Thursday, March 15, 2007

Perdre

The french verb 'to lose'.

Well it's Thursday and I'm in that dark quagmire once more; this is getting tedious, I know.
I am 17 years and nine months old, today; roughly.

6 comments:

Awareness said...

Better perdre than perdu. RIGHT?!


We're walking with you sweetie.


I'm 46 (f*** I can't believe I'm 46) and six months......

I distinctly remember being 17 and 9 months. i was in London having a turn at the speaker's corner. Honest to God! I was in London touring around at that point in my life!

Rainbow dreams said...

Niki, hi and hugs,

I can't say I'd want to be back at 17 again... take care, things can and do change

thinking of you, Katie, x

Niki said...

Definitely D; better to lose than to be lost.

At my 17 years and 9 month point I am sitting at a desk flirting with the german concierge...

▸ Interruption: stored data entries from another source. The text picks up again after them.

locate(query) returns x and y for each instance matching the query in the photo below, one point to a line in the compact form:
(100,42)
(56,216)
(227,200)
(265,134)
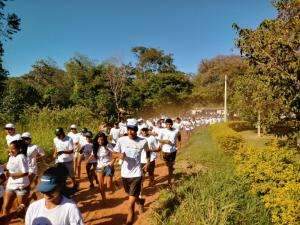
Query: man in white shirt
(53,208)
(11,133)
(129,149)
(76,142)
(168,140)
(115,133)
(64,153)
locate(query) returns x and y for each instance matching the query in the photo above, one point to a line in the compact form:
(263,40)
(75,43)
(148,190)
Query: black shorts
(132,186)
(150,169)
(169,158)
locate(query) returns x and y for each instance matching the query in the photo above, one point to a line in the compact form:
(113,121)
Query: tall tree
(272,50)
(9,25)
(153,60)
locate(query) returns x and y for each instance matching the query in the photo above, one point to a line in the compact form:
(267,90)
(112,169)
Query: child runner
(18,181)
(54,207)
(76,138)
(154,147)
(2,180)
(11,134)
(91,163)
(64,153)
(102,152)
(168,139)
(129,149)
(34,152)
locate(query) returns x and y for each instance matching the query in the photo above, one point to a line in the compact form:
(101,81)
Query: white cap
(73,126)
(26,135)
(132,123)
(9,126)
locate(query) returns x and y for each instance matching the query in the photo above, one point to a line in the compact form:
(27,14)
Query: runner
(63,152)
(154,147)
(18,181)
(53,208)
(11,134)
(2,181)
(168,139)
(91,164)
(34,153)
(129,149)
(102,152)
(76,138)
(115,133)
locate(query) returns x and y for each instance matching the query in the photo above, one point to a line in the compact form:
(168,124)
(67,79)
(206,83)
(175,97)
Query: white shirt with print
(170,135)
(104,155)
(115,133)
(65,144)
(153,145)
(66,213)
(32,152)
(17,164)
(131,166)
(1,185)
(11,138)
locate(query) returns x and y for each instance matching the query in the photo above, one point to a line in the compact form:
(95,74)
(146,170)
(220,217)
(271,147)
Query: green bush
(227,139)
(274,176)
(240,125)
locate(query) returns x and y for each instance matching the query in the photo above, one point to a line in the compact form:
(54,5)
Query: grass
(213,196)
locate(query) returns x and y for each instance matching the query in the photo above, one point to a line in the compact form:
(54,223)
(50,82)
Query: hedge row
(272,171)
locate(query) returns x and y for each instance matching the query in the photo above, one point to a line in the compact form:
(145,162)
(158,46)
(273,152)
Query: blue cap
(48,183)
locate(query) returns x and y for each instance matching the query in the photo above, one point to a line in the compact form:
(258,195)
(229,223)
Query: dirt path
(113,211)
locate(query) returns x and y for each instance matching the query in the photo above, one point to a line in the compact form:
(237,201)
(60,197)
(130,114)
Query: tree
(153,60)
(209,81)
(272,51)
(9,25)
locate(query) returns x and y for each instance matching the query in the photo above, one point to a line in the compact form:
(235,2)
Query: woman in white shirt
(102,152)
(18,181)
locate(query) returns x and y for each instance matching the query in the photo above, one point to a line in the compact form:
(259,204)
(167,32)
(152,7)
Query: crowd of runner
(134,145)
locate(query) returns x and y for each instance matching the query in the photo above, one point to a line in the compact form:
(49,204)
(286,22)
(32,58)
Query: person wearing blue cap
(54,207)
(129,149)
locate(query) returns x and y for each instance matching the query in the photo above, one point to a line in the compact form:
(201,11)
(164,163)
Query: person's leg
(131,207)
(88,168)
(101,177)
(9,197)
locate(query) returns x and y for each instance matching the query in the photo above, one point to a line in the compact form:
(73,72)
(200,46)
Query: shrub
(226,138)
(240,126)
(274,176)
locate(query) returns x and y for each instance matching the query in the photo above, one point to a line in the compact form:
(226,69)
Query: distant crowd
(134,145)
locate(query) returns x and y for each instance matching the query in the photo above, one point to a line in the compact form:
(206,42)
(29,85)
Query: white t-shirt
(153,145)
(66,144)
(17,164)
(87,152)
(66,213)
(82,140)
(32,152)
(11,138)
(170,135)
(104,155)
(1,186)
(131,166)
(115,133)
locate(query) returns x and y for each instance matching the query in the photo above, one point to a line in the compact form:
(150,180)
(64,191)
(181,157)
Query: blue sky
(190,29)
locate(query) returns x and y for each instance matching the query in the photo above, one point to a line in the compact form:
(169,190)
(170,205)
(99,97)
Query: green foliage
(272,50)
(209,81)
(274,176)
(240,125)
(211,196)
(226,138)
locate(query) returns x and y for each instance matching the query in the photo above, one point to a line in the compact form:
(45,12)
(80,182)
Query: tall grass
(213,197)
(42,123)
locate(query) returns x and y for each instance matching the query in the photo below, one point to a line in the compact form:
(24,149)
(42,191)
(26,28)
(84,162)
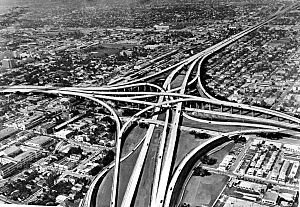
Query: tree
(108,158)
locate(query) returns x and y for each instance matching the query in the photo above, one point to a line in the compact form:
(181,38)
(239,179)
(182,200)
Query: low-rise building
(270,198)
(8,169)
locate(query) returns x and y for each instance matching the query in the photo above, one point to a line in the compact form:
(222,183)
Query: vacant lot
(204,190)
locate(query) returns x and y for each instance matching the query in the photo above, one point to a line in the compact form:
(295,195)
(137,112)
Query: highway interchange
(147,96)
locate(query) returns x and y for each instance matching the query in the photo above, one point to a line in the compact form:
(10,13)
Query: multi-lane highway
(147,96)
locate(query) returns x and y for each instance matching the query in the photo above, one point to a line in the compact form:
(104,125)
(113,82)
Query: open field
(186,143)
(204,190)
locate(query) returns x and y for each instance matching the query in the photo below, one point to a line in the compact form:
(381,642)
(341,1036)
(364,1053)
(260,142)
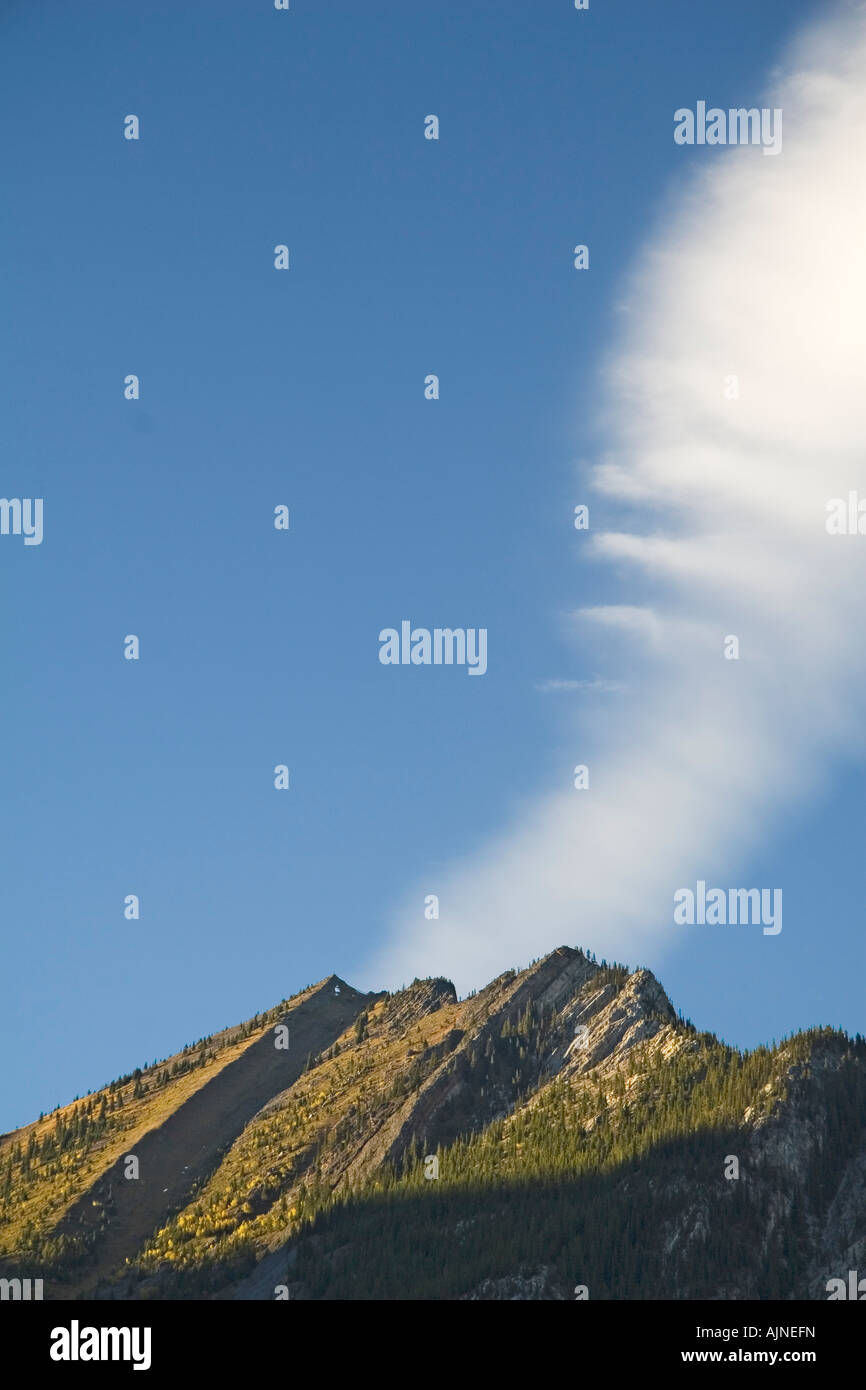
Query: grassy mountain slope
(584,1136)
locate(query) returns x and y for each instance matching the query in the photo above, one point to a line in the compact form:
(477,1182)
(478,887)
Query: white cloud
(758,270)
(598,685)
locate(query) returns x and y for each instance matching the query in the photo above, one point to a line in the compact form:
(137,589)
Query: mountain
(560,1133)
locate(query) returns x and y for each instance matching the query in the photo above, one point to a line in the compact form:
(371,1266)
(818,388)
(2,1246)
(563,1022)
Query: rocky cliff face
(558,1134)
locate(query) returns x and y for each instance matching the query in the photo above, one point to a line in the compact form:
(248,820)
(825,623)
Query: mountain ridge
(569,1091)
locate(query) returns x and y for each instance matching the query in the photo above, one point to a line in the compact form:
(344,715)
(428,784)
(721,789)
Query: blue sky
(306,388)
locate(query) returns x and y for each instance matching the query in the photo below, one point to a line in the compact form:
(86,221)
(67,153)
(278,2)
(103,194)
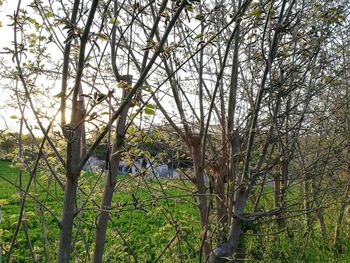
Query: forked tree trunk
(110,182)
(70,191)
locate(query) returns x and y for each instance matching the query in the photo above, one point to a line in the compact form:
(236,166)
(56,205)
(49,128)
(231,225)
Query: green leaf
(149,111)
(59,95)
(256,12)
(102,36)
(199,36)
(114,21)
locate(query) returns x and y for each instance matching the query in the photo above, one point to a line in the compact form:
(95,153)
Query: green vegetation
(144,222)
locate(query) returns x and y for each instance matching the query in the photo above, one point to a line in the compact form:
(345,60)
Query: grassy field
(149,218)
(147,214)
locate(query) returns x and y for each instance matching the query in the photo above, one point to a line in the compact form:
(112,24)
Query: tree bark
(110,182)
(201,189)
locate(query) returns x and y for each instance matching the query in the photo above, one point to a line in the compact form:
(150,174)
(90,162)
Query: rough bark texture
(110,182)
(201,189)
(69,211)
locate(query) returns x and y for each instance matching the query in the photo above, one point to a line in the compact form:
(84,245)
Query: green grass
(146,215)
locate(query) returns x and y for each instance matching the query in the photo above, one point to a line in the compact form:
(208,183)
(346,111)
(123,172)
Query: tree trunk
(72,174)
(201,189)
(110,182)
(69,211)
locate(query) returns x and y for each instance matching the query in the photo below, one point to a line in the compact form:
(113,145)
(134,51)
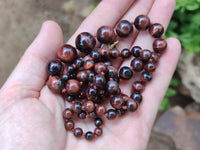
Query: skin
(31,115)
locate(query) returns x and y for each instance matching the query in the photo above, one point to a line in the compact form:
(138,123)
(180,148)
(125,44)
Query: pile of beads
(87,83)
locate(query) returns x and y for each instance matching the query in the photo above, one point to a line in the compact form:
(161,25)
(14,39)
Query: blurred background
(177,126)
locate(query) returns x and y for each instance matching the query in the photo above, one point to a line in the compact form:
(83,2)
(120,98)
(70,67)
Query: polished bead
(89,136)
(54,68)
(85,42)
(137,64)
(117,101)
(159,45)
(142,22)
(105,34)
(135,51)
(156,30)
(73,87)
(125,53)
(124,28)
(78,132)
(69,125)
(67,53)
(125,73)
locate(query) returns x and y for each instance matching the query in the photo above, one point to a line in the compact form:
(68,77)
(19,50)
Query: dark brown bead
(131,105)
(111,114)
(125,53)
(137,65)
(73,87)
(142,22)
(89,136)
(156,30)
(145,55)
(78,132)
(135,51)
(88,65)
(125,73)
(114,53)
(68,113)
(69,125)
(54,68)
(159,45)
(67,53)
(98,131)
(100,67)
(85,42)
(138,86)
(100,110)
(105,34)
(124,28)
(55,84)
(150,67)
(89,106)
(117,101)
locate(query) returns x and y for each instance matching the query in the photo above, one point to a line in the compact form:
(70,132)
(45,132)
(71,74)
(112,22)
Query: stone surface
(183,128)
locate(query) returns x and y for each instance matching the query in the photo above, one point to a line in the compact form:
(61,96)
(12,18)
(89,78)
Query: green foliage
(185,24)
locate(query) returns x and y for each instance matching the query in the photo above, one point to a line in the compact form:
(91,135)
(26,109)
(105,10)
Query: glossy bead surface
(159,45)
(85,42)
(67,53)
(124,28)
(125,73)
(156,30)
(142,22)
(105,34)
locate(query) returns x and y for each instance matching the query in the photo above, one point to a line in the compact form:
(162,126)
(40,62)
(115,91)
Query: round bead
(73,87)
(124,28)
(159,45)
(78,132)
(156,30)
(54,68)
(125,53)
(105,34)
(67,53)
(69,125)
(142,22)
(137,65)
(125,73)
(85,42)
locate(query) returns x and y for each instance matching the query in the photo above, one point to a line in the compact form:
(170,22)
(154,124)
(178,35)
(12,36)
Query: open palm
(31,115)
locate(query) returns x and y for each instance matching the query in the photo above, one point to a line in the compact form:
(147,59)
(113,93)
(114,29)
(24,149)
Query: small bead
(135,51)
(85,42)
(89,136)
(54,68)
(137,65)
(125,53)
(156,30)
(105,34)
(67,53)
(124,28)
(78,132)
(159,45)
(142,22)
(125,73)
(69,125)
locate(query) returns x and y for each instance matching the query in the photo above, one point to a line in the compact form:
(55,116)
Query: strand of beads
(90,84)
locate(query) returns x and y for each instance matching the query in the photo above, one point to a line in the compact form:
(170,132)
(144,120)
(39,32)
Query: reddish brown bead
(124,28)
(73,87)
(156,30)
(67,53)
(159,45)
(142,22)
(105,34)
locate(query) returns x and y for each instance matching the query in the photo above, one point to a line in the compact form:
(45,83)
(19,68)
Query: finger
(30,74)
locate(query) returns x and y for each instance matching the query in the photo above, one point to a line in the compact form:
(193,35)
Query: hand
(31,115)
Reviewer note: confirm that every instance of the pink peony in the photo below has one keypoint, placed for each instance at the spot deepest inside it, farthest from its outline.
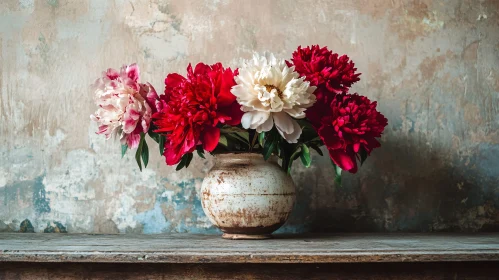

Hi Katie, hugs to you too, thanks x

Awareness said...

Now that's a good thing. Can't ever be lost flirting.... :)

mister tumnus said...

ok excuse my exceptionally limited knowledge of any language (including my own at times); does the verb mean 'to lose' as in 'to lose something' (like an object or a person or someone's love) or does it mean 'to lose' as in the opposite of 'to win' (to lose a game of monopoly or to be a loser, even).

it seems to me like you have lost in the first sense- like maybe you have lost something precious to you. but someone who struggles so openly and who keeps trying and coming back to 'i'm tired of this' but who has not completely given up on herself cannot be called a loser, IMHO.

Niki said...

Mr T; as is typical of the french it means lose in every sense of the word, I'm afraid.